【Python】unittest入門:基礎から実務までわかりやすく解説

はじめに

Pythonのコードを書き始めると、動作を確かめるために「print」文を入れて確認するという方も多いでしょう。
しかし、開発が進むにつれテスト箇所が増え、状況によってはテストそのものに時間がかかることがあります。
そこで役立つのが、unittest というPython標準ライブラリのテストフレームワークです。
unittestを使うと、テストを自動で実行し、コードの変更で壊れた部分がないかを確かめることができます。
また、チーム開発ではユニットテストを組み込むことで、バグの早期発見に貢献し、安心してコードをリファクタリングすることができるようになります。

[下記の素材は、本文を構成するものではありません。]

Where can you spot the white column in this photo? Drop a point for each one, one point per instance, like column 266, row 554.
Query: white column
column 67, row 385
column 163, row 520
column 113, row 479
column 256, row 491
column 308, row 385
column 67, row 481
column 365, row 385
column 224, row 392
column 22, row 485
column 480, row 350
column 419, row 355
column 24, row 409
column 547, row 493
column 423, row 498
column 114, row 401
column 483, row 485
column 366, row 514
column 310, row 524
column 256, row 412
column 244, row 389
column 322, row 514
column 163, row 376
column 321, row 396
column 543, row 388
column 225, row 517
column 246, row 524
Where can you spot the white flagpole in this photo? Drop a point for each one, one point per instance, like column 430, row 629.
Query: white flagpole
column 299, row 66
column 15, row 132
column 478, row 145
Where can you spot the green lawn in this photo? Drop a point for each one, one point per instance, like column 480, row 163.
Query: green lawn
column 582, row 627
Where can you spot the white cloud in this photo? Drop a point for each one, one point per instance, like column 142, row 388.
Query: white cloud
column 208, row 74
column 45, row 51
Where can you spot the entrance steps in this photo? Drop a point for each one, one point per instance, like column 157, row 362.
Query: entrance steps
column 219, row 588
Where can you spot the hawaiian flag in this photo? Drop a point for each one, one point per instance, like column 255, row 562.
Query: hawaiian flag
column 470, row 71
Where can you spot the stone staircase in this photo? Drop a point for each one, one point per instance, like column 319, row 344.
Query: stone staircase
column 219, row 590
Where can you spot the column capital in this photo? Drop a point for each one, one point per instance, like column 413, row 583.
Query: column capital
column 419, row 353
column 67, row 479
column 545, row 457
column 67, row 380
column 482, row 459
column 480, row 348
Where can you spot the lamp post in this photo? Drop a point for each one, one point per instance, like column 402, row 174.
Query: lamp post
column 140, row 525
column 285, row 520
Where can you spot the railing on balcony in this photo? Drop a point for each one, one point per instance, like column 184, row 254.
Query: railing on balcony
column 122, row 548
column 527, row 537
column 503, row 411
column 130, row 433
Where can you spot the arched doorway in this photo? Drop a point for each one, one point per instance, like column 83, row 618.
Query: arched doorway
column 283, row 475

この記事では、プログラミング初心者の皆さんに向けて、unittestの基本的な仕組みから実務での活用方法までをわかりやすくまとめました。
コード例も交えながら一歩ずつ解説するので、具体的にどのようにテストコードを書けばいいのかイメージしやすくなるはずです。
これを読めば、テストを書く大切さや、テストがもたらすメリットがきっと理解できるでしょう。

この記事を読むとわかること

  • Pythonのunittestでテストを行う基本的な流れ
  • テストコードの具体的な書き方と実行方法
  • 実務での活用シーンとチーム開発におけるメリット
  • フレームワークの応用的な機能(skipやmockなど)の使い方

unittestとは何か

unittestが生まれた背景

unittest は、Pythonが標準で提供しているユニットテスト用のフレームワークです。
ユニットテストとは、プログラムの最小単位である関数やメソッドごとに、想定どおりの動作をするかを確認するテスト手法を指します。
なぜこの仕組みが必要になったかというと、大規模化したプロジェクトでは、手動でテストを行うのが負担になり、コードの品質を保つためにも自動テストが不可欠と考えられるようになったからです。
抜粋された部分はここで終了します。